As part of the legendary American International Pictures, Corman directed and/or produced the terrific Edgar Allan Poe cycle and dozens of low-budget drive-in ‘classics’ with titles like The Beast with 1,000,000 Eyes, Attack of the Crab Monsters, Caged Heat, A Bucket of Blood and The Little Shop of Horrors. When he struck out on his own with New World Pictures he not only continued to make delicious drive-in fodder but commenced distribution of foreign language films that no one else would touch. It was due to Corman’s work in this field that American audiences were introduced to, among other films, Fellini’s Amarcord, Schlöndorff’s The Tin Drum and Herzog’s Fitzcarraldo. Corman seemed to move seamlessly from drive-in classic to art-house classic with an unerring sense of both. Who else can compare? Corman is a one-off, and although Hollywood ignored him - though studios were happy to poach his subject matter - they eventually saw the light and honoured him (thankfully not posthumously) with an Honorary Academy Award, which is the touching ‘money shot’ of the film.

Almost worth the price of admission alone though, are the end credits that have a high-octane, spirit-raising rendition of ‘Do You Wanna Dance’ by the Ramones from Rock and Roll High School while clips from various films and decades - he made hundreds: 10 films in 1957 alone - literally explode onto the screen. Clips which highlight the maestro’s instinctive understanding of the cultural zeitgeist and the genres he developed for a growing baby boom audience: monster movies, sci-fi, horror (especially his apogee with the Poe cycle), beach party frolics, bikers, rock n’ roll sagas, speeding car spectaculars, gritty blacksploitation flicks, counter-culture tales - you name your sub-culture and Roger Corman was there, well before Time magazine could do a cover story on it. And all on miniscule budgets and legendary production miserliness - as he himself observes: ‘You can make Lawrence of Arabia for half a million dollars - you just don’t leave the tent’.

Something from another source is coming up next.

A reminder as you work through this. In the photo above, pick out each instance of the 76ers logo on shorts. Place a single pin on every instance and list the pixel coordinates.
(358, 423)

Thankfully there has been no ‘Premature Burial’ of either Corman or his cinematic products - as his co-producer wife of many years states when commenting on Corman’s attitude to on-set or professional set-backs, ‘the dogs bark but the caravan moves on’. My only real disappointment with this DVD is that it only lasts for a mere 95 minutes (which rush by) and not for at least 180!